Co tu robił naprzykład Supernak? Portierzy mają inny dzień roboczy niż górnicy. Dniówka jest dla nich dziesięć godzin, albo nawet dwanaście. Ale nie jest miejsce portiera przy szybie, lecz przy portierni.
Supernak w budzie swojej zostawił jakieś stare popychadło, a sam warował tu właśnie i myszkował. Robił robotę swoją razem z Dusiem, gdyż wespół uporczywie naciskali, by uzyskać zmianę sygnalistów z podszybia. Nadszybie było w ręku komunistów przez Dusia, a podszybia dwóch ostatnich poziomów kopalni trzymali socjaliści!
Supernak myszkował na podszybiu nietylko dla podsłuchu i różnych swoich celów ukrytych. Bał się samotności w swej budzie.
Nie wiedział jeszcze, jakie alibi ma. Chował się wciąż za plecy sygnalisty Dusia. Za owymi plecami czekał bezpiecznie ze wszystkim. Nie będą to przelewki. Mało już trzeba, by kopalnia stanęła. Komitet strejkowy kopalniany ustanowili już na,,Erazmie“. Na groźne telegramy Drążka do Warszawy ramionami wzruszali.

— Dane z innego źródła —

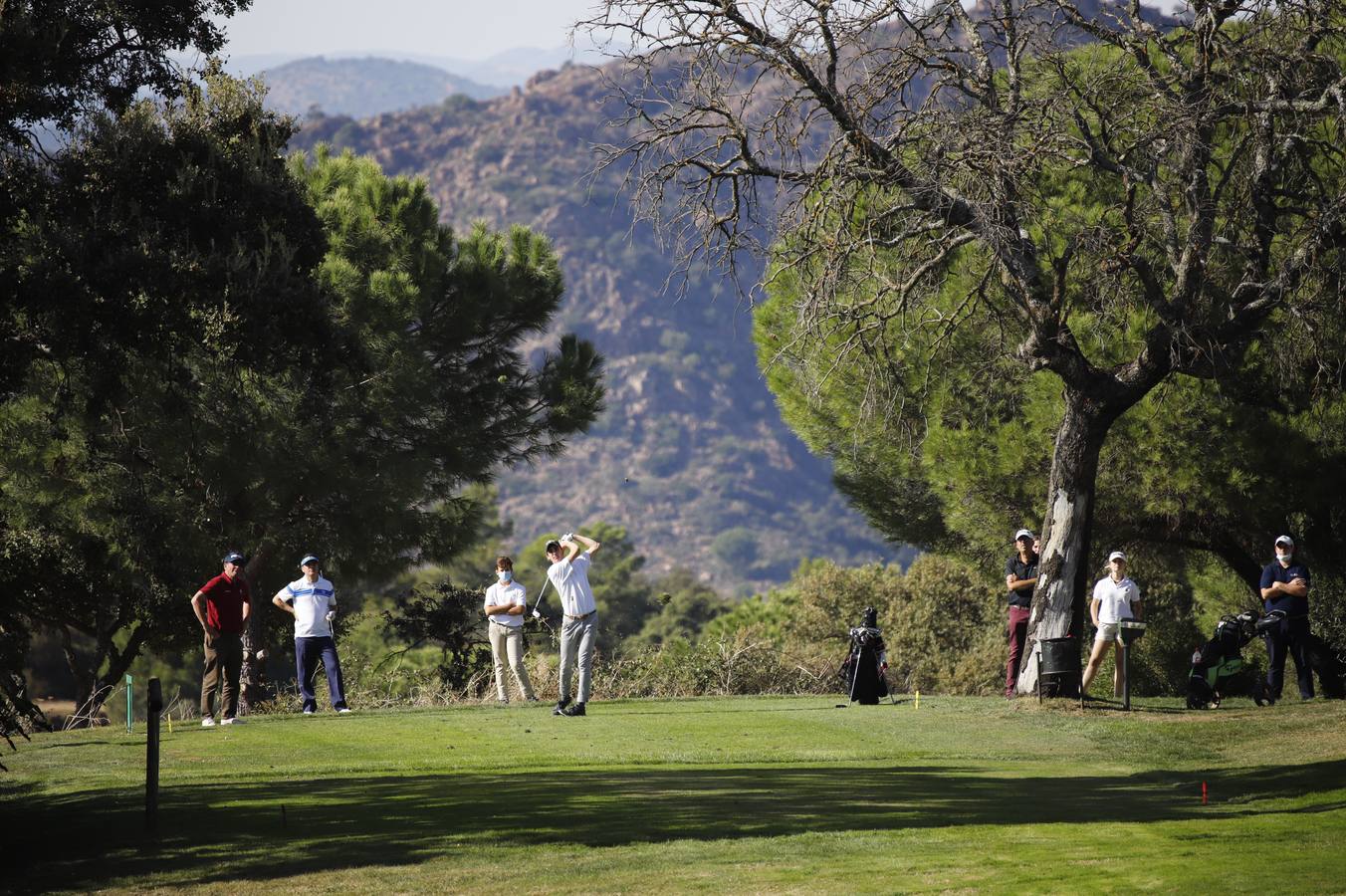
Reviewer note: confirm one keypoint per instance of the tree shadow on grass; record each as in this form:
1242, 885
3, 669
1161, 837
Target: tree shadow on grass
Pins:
278, 829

Supernak chował się za młode plecy Dusia i chodził za nim wszędzie między ludźmi, niby stary, zdradliwy rozum w osłonie młodej wiary.
Duś? Syczał, huczał srogą groźbą! Gdyby słowo, jak pisze w ewangelii, mogło jawić się ciałem, ze słów Dusia tryskałaby obficie krew.
Zagrzewał i buntował, tak mu się śpieszyło do strejkowego wystąpienia. Nawiązywał w swej mowie do ostatnich wypadków, jako to: jednostka proletariatu choćby niewinna kobiecina, ofiara rodzinnego obowiązku, umrzeć nawet bezkarnie nie może, lecz tylko w kleszczach policji kapitału. Mówił to nędzną postać Supernaka biorąc słowom za świadka. Duś był najszczerzej za tym, by akcją kierować żywiołowo.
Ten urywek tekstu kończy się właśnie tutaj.